The authors undertook an extensive comparison of these citation methods, applying a Herfindahl index to measure reference concentration across 37,207 synthesis papers, which were used as gold standards. The results overwhelmingly supported the effectiveness of direct citation for accurate representation at the topic level.

Implications and Recommendations

The research critically evaluates the prevalent use of journal-based taxonomies and reveals their inadequacies for rigorous scientific analysis, proposing a transition towards document-level taxonomies. Specifically, it challenges the suitability of journals as proxies for knowledge areas and implies that research assessments and funding decisions, often influenced by journal metrics, may benefit from adopting direct citation-based taxonomies.

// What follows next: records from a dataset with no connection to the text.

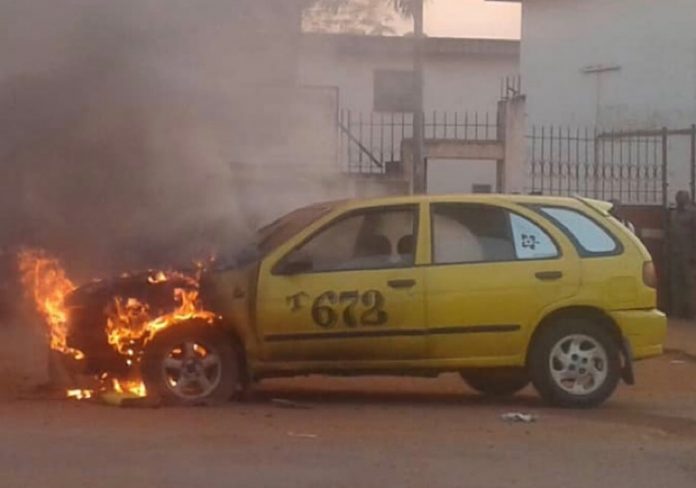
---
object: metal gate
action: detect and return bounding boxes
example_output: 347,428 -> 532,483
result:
527,125 -> 696,208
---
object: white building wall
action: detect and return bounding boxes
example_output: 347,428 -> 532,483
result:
299,35 -> 519,113
521,0 -> 696,129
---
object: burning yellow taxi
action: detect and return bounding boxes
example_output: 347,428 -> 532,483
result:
23,195 -> 666,407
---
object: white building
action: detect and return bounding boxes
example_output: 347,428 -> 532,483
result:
298,34 -> 519,193
489,0 -> 696,130
489,0 -> 696,203
299,34 -> 519,112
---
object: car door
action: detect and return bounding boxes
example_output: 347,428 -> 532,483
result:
256,205 -> 426,361
426,202 -> 580,363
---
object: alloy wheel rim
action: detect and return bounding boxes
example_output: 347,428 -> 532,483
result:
549,334 -> 609,396
162,340 -> 222,400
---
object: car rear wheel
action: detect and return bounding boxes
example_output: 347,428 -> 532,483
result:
462,369 -> 529,397
143,322 -> 240,405
529,319 -> 621,408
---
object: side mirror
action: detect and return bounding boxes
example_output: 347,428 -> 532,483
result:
275,252 -> 314,276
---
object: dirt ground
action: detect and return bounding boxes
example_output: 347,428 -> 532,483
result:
0,323 -> 696,488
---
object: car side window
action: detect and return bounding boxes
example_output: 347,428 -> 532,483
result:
431,203 -> 516,264
510,214 -> 559,260
539,207 -> 619,256
278,206 -> 417,272
431,203 -> 560,264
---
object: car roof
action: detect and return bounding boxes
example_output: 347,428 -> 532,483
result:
319,193 -> 600,210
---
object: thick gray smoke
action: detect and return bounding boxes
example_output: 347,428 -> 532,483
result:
0,0 -> 348,388
0,0 -> 340,278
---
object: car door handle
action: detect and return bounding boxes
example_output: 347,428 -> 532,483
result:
534,271 -> 563,281
387,280 -> 416,289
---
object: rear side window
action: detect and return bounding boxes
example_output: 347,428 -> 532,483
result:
431,203 -> 559,264
539,207 -> 621,256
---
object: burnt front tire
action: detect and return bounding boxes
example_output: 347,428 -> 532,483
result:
142,321 -> 241,406
528,318 -> 621,408
462,369 -> 529,397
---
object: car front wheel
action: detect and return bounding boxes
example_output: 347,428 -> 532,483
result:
529,319 -> 621,408
143,322 -> 240,405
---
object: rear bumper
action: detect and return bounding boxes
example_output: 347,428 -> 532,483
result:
609,309 -> 667,359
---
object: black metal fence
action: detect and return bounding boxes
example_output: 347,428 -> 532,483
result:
527,127 -> 696,206
338,110 -> 498,174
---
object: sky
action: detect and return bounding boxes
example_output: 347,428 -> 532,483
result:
418,0 -> 521,39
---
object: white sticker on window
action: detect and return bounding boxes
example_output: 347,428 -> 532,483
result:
510,214 -> 558,259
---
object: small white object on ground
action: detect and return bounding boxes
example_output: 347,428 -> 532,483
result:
500,412 -> 539,424
288,432 -> 319,439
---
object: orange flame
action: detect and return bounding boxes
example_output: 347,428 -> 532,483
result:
106,282 -> 217,358
18,249 -> 85,359
18,250 -> 218,400
112,378 -> 147,398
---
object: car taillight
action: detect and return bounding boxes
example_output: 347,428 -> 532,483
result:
643,261 -> 657,288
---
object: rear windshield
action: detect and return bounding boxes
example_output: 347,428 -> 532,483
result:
537,207 -> 621,257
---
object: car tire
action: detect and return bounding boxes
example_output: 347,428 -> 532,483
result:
528,319 -> 621,408
142,321 -> 241,406
462,369 -> 529,397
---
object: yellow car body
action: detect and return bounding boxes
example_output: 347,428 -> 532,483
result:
196,195 -> 667,406
212,195 -> 666,377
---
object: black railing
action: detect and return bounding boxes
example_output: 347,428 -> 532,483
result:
528,127 -> 668,204
338,110 -> 498,174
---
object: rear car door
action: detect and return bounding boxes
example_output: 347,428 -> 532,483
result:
426,202 -> 580,364
256,204 -> 426,362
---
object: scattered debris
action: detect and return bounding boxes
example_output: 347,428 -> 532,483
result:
500,412 -> 539,424
288,432 -> 319,439
271,398 -> 312,410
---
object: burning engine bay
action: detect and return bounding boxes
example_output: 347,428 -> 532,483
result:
18,250 -> 219,403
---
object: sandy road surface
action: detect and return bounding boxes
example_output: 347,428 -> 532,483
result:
0,326 -> 696,488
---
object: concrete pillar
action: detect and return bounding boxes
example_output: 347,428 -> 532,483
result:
498,95 -> 527,193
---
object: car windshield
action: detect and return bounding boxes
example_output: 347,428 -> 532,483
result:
236,203 -> 336,265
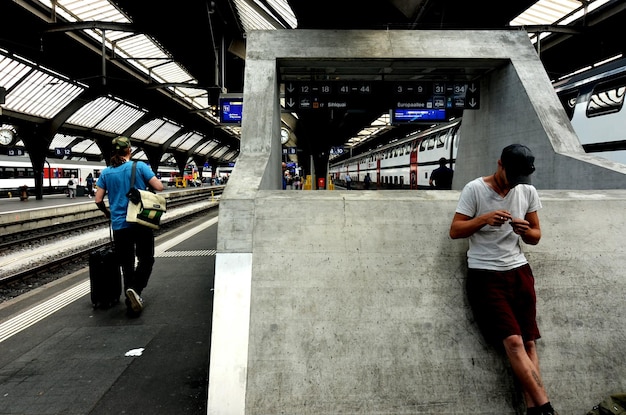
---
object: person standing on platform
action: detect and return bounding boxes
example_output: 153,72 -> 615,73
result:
67,174 -> 76,199
346,173 -> 352,190
85,173 -> 93,199
450,144 -> 556,415
428,157 -> 454,190
95,137 -> 163,316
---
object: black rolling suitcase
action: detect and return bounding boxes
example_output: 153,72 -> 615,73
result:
89,227 -> 122,308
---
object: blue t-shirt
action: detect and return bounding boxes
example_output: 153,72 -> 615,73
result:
96,161 -> 155,231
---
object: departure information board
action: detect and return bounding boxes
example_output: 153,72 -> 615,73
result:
284,81 -> 480,122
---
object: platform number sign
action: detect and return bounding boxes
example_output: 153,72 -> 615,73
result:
7,147 -> 26,156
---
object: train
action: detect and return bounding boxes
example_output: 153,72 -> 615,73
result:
329,59 -> 626,189
553,58 -> 626,164
0,155 -> 106,197
328,118 -> 461,189
0,155 -> 184,197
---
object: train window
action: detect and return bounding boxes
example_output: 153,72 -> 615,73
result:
587,78 -> 626,117
428,137 -> 435,150
420,138 -> 427,151
437,132 -> 448,148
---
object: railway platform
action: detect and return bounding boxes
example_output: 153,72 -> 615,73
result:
0,213 -> 217,415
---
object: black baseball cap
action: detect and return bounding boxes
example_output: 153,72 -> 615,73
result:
111,136 -> 130,150
500,144 -> 535,188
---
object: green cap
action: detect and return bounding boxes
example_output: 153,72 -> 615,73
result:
111,136 -> 130,150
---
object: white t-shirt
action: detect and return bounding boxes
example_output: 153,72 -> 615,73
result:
456,177 -> 541,271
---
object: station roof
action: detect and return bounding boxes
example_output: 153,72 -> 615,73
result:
0,0 -> 626,164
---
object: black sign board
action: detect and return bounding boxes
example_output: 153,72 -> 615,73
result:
285,81 -> 480,111
7,147 -> 26,156
54,147 -> 72,157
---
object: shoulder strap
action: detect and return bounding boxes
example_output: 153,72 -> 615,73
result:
130,161 -> 137,189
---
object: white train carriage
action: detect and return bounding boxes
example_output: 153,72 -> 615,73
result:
0,156 -> 106,196
329,119 -> 461,189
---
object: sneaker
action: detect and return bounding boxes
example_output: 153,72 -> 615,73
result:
126,288 -> 143,313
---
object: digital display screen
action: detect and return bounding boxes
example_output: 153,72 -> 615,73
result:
391,108 -> 446,124
220,96 -> 243,124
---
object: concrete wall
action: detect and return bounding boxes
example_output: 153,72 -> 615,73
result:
208,31 -> 626,415
240,191 -> 626,415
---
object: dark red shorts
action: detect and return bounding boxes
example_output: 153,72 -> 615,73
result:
467,264 -> 541,345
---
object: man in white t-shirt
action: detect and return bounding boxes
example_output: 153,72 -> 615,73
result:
450,144 -> 556,415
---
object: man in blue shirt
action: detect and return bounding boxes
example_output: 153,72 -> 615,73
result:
95,137 -> 163,315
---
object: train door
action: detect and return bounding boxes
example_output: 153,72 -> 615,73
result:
409,141 -> 417,190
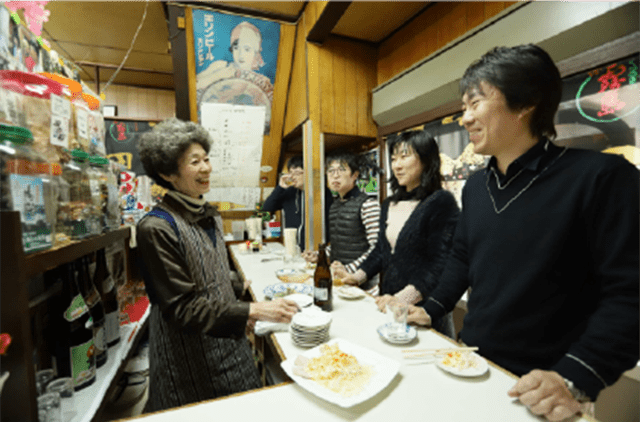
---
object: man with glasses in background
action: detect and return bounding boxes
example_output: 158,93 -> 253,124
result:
262,155 -> 333,251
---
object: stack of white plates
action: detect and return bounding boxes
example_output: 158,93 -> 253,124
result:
289,306 -> 331,347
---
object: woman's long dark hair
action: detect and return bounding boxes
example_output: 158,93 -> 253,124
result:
387,130 -> 443,202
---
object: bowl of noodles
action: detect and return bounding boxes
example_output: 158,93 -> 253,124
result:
281,339 -> 400,408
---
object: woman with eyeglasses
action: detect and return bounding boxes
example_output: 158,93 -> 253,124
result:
304,151 -> 380,296
334,131 -> 460,338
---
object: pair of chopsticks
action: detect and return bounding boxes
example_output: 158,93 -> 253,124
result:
402,347 -> 478,359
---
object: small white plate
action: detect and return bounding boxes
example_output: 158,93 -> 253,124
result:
436,352 -> 489,377
378,322 -> 418,344
284,293 -> 313,308
276,268 -> 310,283
335,286 -> 366,300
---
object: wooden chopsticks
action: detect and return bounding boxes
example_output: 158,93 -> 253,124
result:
402,347 -> 478,359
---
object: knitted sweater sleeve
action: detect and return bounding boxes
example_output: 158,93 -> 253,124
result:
345,198 -> 380,273
136,217 -> 249,337
352,201 -> 389,279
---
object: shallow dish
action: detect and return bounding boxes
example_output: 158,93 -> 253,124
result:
334,285 -> 366,300
280,339 -> 400,407
262,283 -> 313,299
436,352 -> 489,377
276,268 -> 311,283
378,322 -> 418,344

A significant implication of this research is its potential impact on bibliometric evaluations. The newfound evidence encourages the adoption of historical and socio-cognitive perspectives in generating taxonomies, thereby reducing distortions in research fund allocations. The authors suggest that this approach could support better identification of emerging scientific areas, thus providing a more dynamic understanding of the research landscape.

Future Developments

Klavans and Boyack suggest that future endeavors in bibliometrics should integrate their findings to refine methods of detecting and fostering innovation. By emphasizing the stability and comprehensive coverage of direct citation, further research could focus on refining taxonomies to reflect accurately the evolution of scientific domains, incorporating diverse forms of scholarly outputs, including patents and web-based information, potentially encompassing over 100 million documents.

This paper sets a precedent for adopting more nuanced approaches in constructing taxonomies of scientific knowledge. It encourages scholars and policymakers to reconsider traditional strategies and embrace methodologies that accurately reflect the intricate structures of academic and technical domains, ultimately guiding more informed decision-making processes in the scientific community.